Apesar do Zoneamento Agrícola indicar a janela de semeadura do trigo no Paraná de 21 de março até 31 de julho (com nível de risco de 20%), a intensificação das operações de semeadura começa agora, após o término da colheita de verão. O Paraná responde, atualmente, por mais de 50% da área cultivada com trigo no Brasil, mantendo mais de uma milhão de hectares com o cereal nas últimas três safras.
As épocas de semeadura do trigo são definidas de acordo com o Zoneamento Agrícola de Risco Climático (Zarc), que objetiva a redução dos riscos com fatores que ocasionam perdas de produtividade, principalmente a geada (na fase de florescimento), déficit hídrico (nas fases de estabelecimento inicial da cultura e de enchimento de grãos) e com chuva na colheita (para evitar a germinação de grãos na espiga). As datas de semeadura são em função do nível de risco de perda de safra (20, 30 ou 40%). A recomendação ao produtor é estabelecer a semeadura no Paraná entre 21 de março à 31 de julho, para o risco de 20% que possibilita contratar o seguro agrícola.
Como o Paraná possui distintas condições climáticas regionais, existem várias épocas de semeadura no Estado, considerando tanto os riscos climáticos, como o ciclo das cultivares (precoce, médio e tardio). De forma simplificada, a semeadura do trigo no Paraná inicia no final de março nas regiões Norte e Noroeste, avançando para a região Oeste (meados de abril), depois para a região de maior altitude do Centro-Oeste e Centro-Leste (final de abril até o mês de maio), e finalmente alcançando a região mais fria no Centro-Sul e Sudeste (meados de junho até início de julho).
A orientação do pesquisador Sérgio Ricardo Silva é seguir rigorosamente o Zoneamento Agrícola, semeando o trigo nas épocas indicadas e, de preferência, escalonando a semeadura em períodos espaçados de 10 a 14 dias. “Essa estratégia permite reduzir riscos climáticos, evitando que toda a lavoura fique comprometida no caso de alguma intempérie, como granizo, geada, seca ou chuva na colheita”, avalia o pesquisador, lembrando que o escalonamento também ajuda no escape de doença como a giberela e a brusone que atacam durante o período de espigamento do trigo.
Escolha da cultivar
De acordo com a Comissão Brasileira de Pesquisa de Trigo e Triticale, atualmente o produtor dispõe de 52 cultivares de trigo indicadas para cultivo no Paraná. A busca da cultivar “completa ou perfeita” pode levar a frustrações, já que não existe uma cultivar que seja simultaneamente produtiva, resistente a todas as pragas e doenças, eficiente no uso de todos os nutrientes e adaptadas a todas regiões de cultivo.

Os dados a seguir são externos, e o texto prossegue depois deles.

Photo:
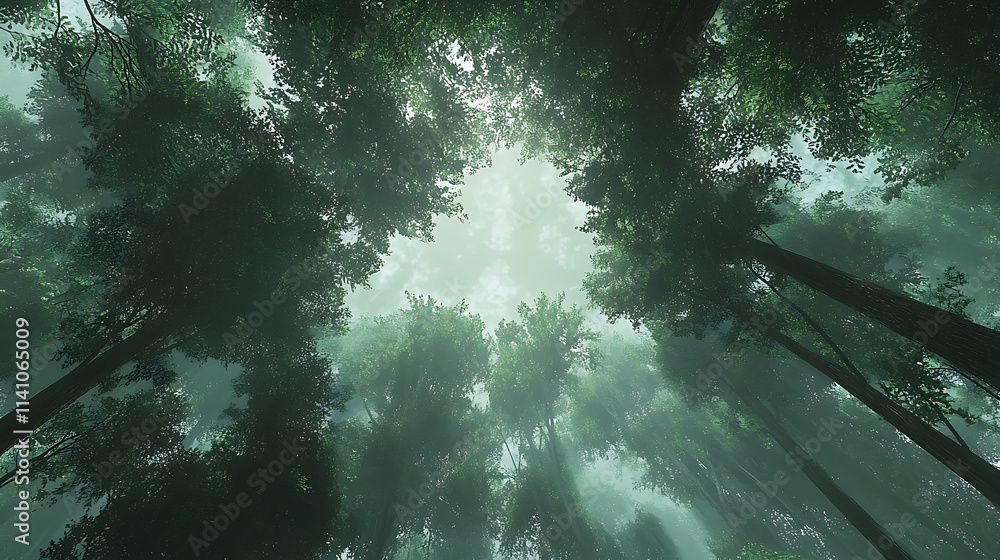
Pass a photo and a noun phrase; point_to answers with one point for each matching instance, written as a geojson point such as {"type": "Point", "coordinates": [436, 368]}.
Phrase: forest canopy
{"type": "Point", "coordinates": [787, 343]}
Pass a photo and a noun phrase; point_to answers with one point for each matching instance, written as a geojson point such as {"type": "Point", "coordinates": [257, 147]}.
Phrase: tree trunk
{"type": "Point", "coordinates": [972, 468]}
{"type": "Point", "coordinates": [966, 345]}
{"type": "Point", "coordinates": [855, 514]}
{"type": "Point", "coordinates": [70, 387]}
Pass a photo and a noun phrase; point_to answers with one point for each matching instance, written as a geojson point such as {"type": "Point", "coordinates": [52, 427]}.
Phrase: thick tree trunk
{"type": "Point", "coordinates": [972, 468]}
{"type": "Point", "coordinates": [964, 344]}
{"type": "Point", "coordinates": [855, 514]}
{"type": "Point", "coordinates": [76, 383]}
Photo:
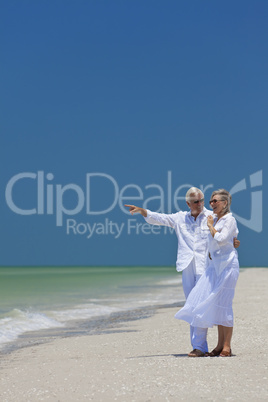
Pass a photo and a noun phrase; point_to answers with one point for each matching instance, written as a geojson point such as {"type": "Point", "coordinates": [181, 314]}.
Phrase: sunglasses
{"type": "Point", "coordinates": [214, 201]}
{"type": "Point", "coordinates": [197, 201]}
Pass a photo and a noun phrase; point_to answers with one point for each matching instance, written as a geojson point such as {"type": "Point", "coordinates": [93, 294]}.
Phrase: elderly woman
{"type": "Point", "coordinates": [210, 301]}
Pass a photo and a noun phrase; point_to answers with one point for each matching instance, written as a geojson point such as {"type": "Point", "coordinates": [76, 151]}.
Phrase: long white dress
{"type": "Point", "coordinates": [210, 301]}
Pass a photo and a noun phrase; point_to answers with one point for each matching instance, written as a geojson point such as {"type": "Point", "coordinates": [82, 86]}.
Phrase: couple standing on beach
{"type": "Point", "coordinates": [209, 264]}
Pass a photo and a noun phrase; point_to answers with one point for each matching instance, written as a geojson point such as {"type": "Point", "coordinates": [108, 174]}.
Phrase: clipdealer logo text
{"type": "Point", "coordinates": [50, 199]}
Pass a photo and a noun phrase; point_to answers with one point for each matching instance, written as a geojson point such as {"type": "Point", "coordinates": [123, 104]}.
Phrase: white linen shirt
{"type": "Point", "coordinates": [221, 246]}
{"type": "Point", "coordinates": [192, 236]}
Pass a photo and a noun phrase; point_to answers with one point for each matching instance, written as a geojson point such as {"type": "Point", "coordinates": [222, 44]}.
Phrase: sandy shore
{"type": "Point", "coordinates": [146, 360]}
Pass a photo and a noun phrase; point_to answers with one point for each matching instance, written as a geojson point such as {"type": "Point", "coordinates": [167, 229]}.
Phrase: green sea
{"type": "Point", "coordinates": [34, 299]}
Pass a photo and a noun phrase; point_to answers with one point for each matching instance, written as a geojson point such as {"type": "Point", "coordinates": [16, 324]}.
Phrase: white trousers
{"type": "Point", "coordinates": [198, 335]}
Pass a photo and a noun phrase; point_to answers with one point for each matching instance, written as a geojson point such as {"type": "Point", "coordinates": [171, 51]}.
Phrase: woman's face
{"type": "Point", "coordinates": [217, 204]}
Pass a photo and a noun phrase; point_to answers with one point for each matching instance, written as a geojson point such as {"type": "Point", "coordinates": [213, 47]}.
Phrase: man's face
{"type": "Point", "coordinates": [196, 204]}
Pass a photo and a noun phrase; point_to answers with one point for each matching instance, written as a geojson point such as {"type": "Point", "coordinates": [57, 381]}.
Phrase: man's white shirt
{"type": "Point", "coordinates": [192, 236]}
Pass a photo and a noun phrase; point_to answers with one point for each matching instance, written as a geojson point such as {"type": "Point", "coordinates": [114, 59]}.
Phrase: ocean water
{"type": "Point", "coordinates": [34, 299]}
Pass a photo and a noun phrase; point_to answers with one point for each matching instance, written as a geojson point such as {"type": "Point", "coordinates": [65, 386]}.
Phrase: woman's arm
{"type": "Point", "coordinates": [229, 230]}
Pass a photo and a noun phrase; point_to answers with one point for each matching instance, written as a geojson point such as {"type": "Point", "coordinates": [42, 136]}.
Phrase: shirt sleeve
{"type": "Point", "coordinates": [155, 218]}
{"type": "Point", "coordinates": [228, 232]}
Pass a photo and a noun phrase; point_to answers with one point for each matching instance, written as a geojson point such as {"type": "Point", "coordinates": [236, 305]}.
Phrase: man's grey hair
{"type": "Point", "coordinates": [225, 196]}
{"type": "Point", "coordinates": [193, 191]}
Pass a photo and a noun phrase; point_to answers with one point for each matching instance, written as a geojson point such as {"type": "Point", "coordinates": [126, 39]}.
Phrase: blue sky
{"type": "Point", "coordinates": [142, 92]}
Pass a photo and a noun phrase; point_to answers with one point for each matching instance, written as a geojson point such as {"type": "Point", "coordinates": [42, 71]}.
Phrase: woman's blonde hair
{"type": "Point", "coordinates": [225, 196]}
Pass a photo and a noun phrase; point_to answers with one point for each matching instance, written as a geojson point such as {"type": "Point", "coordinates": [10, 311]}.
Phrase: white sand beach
{"type": "Point", "coordinates": [146, 360]}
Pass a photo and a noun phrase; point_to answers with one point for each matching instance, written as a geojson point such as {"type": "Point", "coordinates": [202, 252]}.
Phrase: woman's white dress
{"type": "Point", "coordinates": [210, 301]}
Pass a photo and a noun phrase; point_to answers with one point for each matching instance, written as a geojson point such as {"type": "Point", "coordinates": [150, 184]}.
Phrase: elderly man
{"type": "Point", "coordinates": [192, 232]}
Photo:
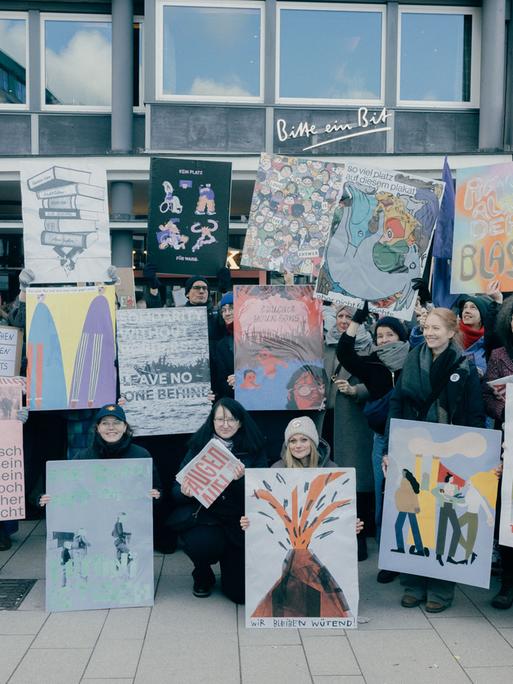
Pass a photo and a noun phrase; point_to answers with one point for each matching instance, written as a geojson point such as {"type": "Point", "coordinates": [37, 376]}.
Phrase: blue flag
{"type": "Point", "coordinates": [442, 245]}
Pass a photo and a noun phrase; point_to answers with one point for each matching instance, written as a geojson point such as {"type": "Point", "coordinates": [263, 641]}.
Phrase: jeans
{"type": "Point", "coordinates": [378, 449]}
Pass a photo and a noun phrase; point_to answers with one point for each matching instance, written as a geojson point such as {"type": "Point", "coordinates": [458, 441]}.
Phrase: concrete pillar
{"type": "Point", "coordinates": [122, 76]}
{"type": "Point", "coordinates": [493, 55]}
{"type": "Point", "coordinates": [121, 241]}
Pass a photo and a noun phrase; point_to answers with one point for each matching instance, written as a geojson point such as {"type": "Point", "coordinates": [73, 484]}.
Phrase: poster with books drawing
{"type": "Point", "coordinates": [65, 221]}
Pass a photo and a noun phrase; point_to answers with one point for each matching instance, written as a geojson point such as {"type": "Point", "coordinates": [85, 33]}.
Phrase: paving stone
{"type": "Point", "coordinates": [16, 622]}
{"type": "Point", "coordinates": [475, 642]}
{"type": "Point", "coordinates": [79, 629]}
{"type": "Point", "coordinates": [114, 658]}
{"type": "Point", "coordinates": [12, 650]}
{"type": "Point", "coordinates": [490, 675]}
{"type": "Point", "coordinates": [216, 661]}
{"type": "Point", "coordinates": [126, 623]}
{"type": "Point", "coordinates": [330, 655]}
{"type": "Point", "coordinates": [404, 656]}
{"type": "Point", "coordinates": [274, 665]}
{"type": "Point", "coordinates": [58, 666]}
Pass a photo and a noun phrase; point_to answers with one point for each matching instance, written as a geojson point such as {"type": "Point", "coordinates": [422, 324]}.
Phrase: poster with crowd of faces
{"type": "Point", "coordinates": [66, 236]}
{"type": "Point", "coordinates": [482, 250]}
{"type": "Point", "coordinates": [301, 557]}
{"type": "Point", "coordinates": [189, 215]}
{"type": "Point", "coordinates": [439, 507]}
{"type": "Point", "coordinates": [291, 212]}
{"type": "Point", "coordinates": [381, 241]}
{"type": "Point", "coordinates": [164, 373]}
{"type": "Point", "coordinates": [71, 352]}
{"type": "Point", "coordinates": [99, 534]}
{"type": "Point", "coordinates": [278, 348]}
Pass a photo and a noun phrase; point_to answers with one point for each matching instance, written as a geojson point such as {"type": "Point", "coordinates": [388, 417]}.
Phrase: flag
{"type": "Point", "coordinates": [442, 245]}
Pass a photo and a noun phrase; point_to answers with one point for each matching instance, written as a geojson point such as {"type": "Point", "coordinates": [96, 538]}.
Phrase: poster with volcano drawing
{"type": "Point", "coordinates": [301, 557]}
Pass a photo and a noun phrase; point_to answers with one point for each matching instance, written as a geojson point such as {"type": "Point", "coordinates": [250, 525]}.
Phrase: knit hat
{"type": "Point", "coordinates": [226, 299]}
{"type": "Point", "coordinates": [113, 410]}
{"type": "Point", "coordinates": [302, 426]}
{"type": "Point", "coordinates": [394, 324]}
{"type": "Point", "coordinates": [194, 279]}
{"type": "Point", "coordinates": [482, 304]}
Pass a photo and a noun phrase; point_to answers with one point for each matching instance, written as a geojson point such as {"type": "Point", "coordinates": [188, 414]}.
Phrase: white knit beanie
{"type": "Point", "coordinates": [302, 426]}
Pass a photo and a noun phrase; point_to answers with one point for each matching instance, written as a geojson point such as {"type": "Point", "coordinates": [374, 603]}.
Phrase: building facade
{"type": "Point", "coordinates": [392, 84]}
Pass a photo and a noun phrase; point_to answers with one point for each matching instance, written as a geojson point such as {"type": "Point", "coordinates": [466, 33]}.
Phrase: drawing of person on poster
{"type": "Point", "coordinates": [278, 348]}
{"type": "Point", "coordinates": [381, 242]}
{"type": "Point", "coordinates": [188, 224]}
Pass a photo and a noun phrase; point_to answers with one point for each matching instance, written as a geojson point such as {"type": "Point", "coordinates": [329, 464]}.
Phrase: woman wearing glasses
{"type": "Point", "coordinates": [214, 535]}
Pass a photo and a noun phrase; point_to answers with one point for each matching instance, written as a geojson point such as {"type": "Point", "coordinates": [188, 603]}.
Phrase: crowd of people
{"type": "Point", "coordinates": [436, 369]}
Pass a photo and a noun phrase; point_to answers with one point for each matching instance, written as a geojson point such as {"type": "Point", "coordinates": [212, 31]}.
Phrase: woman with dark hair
{"type": "Point", "coordinates": [213, 535]}
{"type": "Point", "coordinates": [407, 504]}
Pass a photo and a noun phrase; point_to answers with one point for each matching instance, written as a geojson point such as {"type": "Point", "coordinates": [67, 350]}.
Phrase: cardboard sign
{"type": "Point", "coordinates": [12, 473]}
{"type": "Point", "coordinates": [210, 472]}
{"type": "Point", "coordinates": [11, 341]}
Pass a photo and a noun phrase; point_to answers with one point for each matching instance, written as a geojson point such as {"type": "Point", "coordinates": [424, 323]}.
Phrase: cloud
{"type": "Point", "coordinates": [81, 72]}
{"type": "Point", "coordinates": [470, 444]}
{"type": "Point", "coordinates": [207, 86]}
{"type": "Point", "coordinates": [13, 40]}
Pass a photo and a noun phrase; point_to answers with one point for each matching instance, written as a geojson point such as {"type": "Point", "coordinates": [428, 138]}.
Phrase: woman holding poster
{"type": "Point", "coordinates": [438, 385]}
{"type": "Point", "coordinates": [213, 534]}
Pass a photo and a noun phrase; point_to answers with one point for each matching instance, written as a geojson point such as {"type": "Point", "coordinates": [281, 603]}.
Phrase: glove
{"type": "Point", "coordinates": [421, 286]}
{"type": "Point", "coordinates": [22, 414]}
{"type": "Point", "coordinates": [360, 315]}
{"type": "Point", "coordinates": [112, 272]}
{"type": "Point", "coordinates": [26, 277]}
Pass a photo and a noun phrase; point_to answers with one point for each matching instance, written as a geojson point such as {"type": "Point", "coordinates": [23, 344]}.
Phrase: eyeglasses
{"type": "Point", "coordinates": [229, 421]}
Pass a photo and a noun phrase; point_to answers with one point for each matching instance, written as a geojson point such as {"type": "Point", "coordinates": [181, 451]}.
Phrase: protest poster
{"type": "Point", "coordinates": [66, 236]}
{"type": "Point", "coordinates": [10, 401]}
{"type": "Point", "coordinates": [291, 212]}
{"type": "Point", "coordinates": [70, 347]}
{"type": "Point", "coordinates": [439, 507]}
{"type": "Point", "coordinates": [164, 372]}
{"type": "Point", "coordinates": [189, 215]}
{"type": "Point", "coordinates": [482, 247]}
{"type": "Point", "coordinates": [301, 556]}
{"type": "Point", "coordinates": [12, 473]}
{"type": "Point", "coordinates": [278, 348]}
{"type": "Point", "coordinates": [210, 472]}
{"type": "Point", "coordinates": [380, 241]}
{"type": "Point", "coordinates": [125, 288]}
{"type": "Point", "coordinates": [506, 520]}
{"type": "Point", "coordinates": [99, 534]}
{"type": "Point", "coordinates": [11, 342]}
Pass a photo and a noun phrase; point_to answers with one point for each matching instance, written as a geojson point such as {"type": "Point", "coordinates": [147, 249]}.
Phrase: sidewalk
{"type": "Point", "coordinates": [184, 640]}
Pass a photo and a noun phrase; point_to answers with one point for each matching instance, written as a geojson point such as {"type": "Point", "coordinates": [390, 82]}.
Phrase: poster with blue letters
{"type": "Point", "coordinates": [189, 215]}
{"type": "Point", "coordinates": [99, 539]}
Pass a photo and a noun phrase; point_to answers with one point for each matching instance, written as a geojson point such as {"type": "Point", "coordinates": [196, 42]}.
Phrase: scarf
{"type": "Point", "coordinates": [393, 354]}
{"type": "Point", "coordinates": [108, 449]}
{"type": "Point", "coordinates": [470, 335]}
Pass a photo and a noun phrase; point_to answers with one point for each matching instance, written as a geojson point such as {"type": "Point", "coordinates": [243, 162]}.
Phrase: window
{"type": "Point", "coordinates": [439, 56]}
{"type": "Point", "coordinates": [77, 61]}
{"type": "Point", "coordinates": [210, 51]}
{"type": "Point", "coordinates": [13, 59]}
{"type": "Point", "coordinates": [330, 53]}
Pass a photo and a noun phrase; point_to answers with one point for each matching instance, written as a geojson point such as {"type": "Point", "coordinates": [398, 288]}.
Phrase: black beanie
{"type": "Point", "coordinates": [194, 279]}
{"type": "Point", "coordinates": [394, 324]}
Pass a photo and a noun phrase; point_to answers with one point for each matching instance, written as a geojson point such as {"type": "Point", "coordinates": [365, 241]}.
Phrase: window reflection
{"type": "Point", "coordinates": [78, 62]}
{"type": "Point", "coordinates": [333, 55]}
{"type": "Point", "coordinates": [435, 57]}
{"type": "Point", "coordinates": [222, 58]}
{"type": "Point", "coordinates": [13, 46]}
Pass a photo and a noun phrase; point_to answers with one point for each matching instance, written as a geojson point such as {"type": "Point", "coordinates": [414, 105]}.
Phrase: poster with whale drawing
{"type": "Point", "coordinates": [382, 240]}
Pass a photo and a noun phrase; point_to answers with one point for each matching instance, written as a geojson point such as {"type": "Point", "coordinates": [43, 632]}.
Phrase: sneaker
{"type": "Point", "coordinates": [504, 599]}
{"type": "Point", "coordinates": [386, 576]}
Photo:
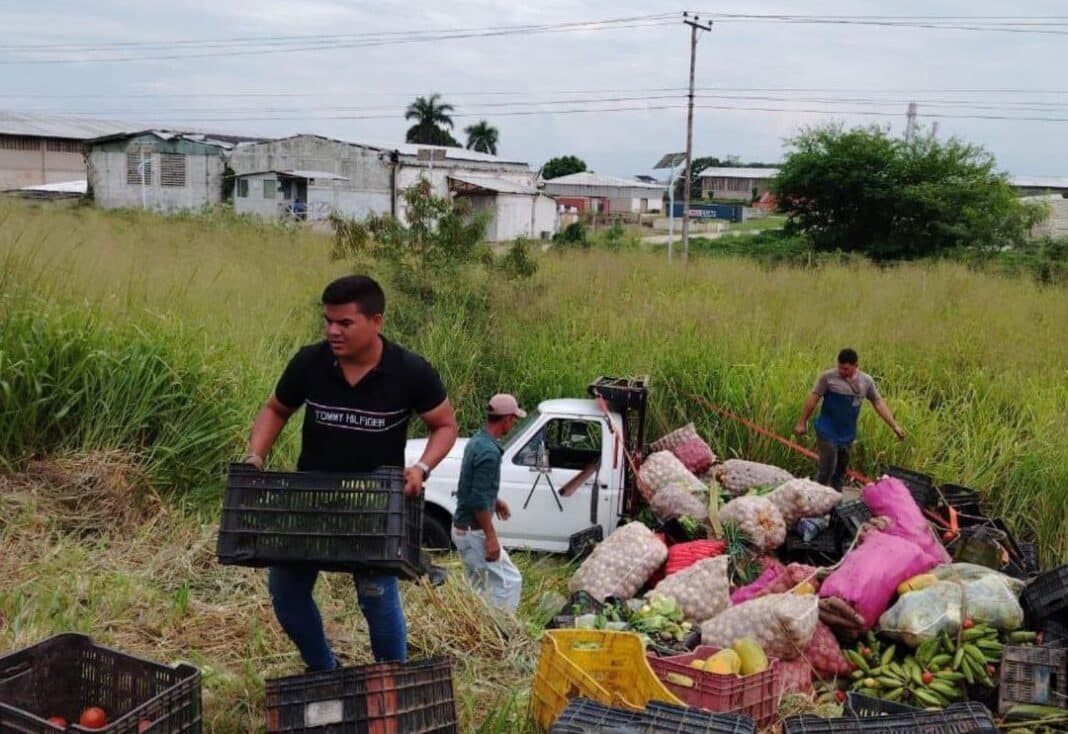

Deste modo, recomenda-se ao agricultor avaliar diversas cultivares de trigo em sua propriedade, repetindo a semeadura destas cultivares durante pelo menos três safras, de modo que possa concluir seguramente sobre a estabilidade de produção e resistência a pragas e doenças. Assim, será possível optar por aquelas cultivares com melhor relação custo x benefício. “Os programas de melhoramento genético têm trabalhado numa busca constante pela produtividade de grãos, associada ao menor custo de produção. Para garantir o equilíbrio na lavoura, o produtor deve priorizar cultivares com melhor sanidade e uso eficiente de nutrientes, que permitam economizar em fungicidas e em fertilizantes, os quais representam os principais custos na lavoura”, orienta Sérgio Ricardo.
Por que plantar trigo?
Para a Embrapa Trigo, a importância de cultivar trigo deve ser compreendida no contexto do “sistema de produção”, isto é, analisando conjuntamente todas as safras de diferentes culturas dentro de um ano agrícola. O trigo apresenta uma contribuição significativa para a cultura semeada na sequência (como a soja ou o milho), produzindo uma grande quantidade de palhada (geralmente entre 4 e 8 toneladas/ha de matéria seca) que é importante para a conservação do solo no sistema plantio direto, implicando em menor gasto com herbicidas na cultura de verão, inclusive reduzindo a infestação de plantas invasoras de difícil controle, como a buva e o amargoso.
Além disso, resultados de pesquisa têm demonstrado que a adubação do trigo (principalmente com nitrogênio, potássio e fósforo) deixa uma quantidade significativa de nutrientes para a cultura seguinte, o que permite a redução da adubação da soja ou do milho nas safras de verão. Assim, a simples decisão de cultivar trigo no inverno tem um efeito de redução de custos na safra seguinte, o que não tem sido levado em consideração nas planilhas de cálculo dos custos de produção, cuja apropriação dos valores gastos com insumos/operações mecanizadas é geralmente feita “individualmente por cultura” dentro de seu período de cultivo.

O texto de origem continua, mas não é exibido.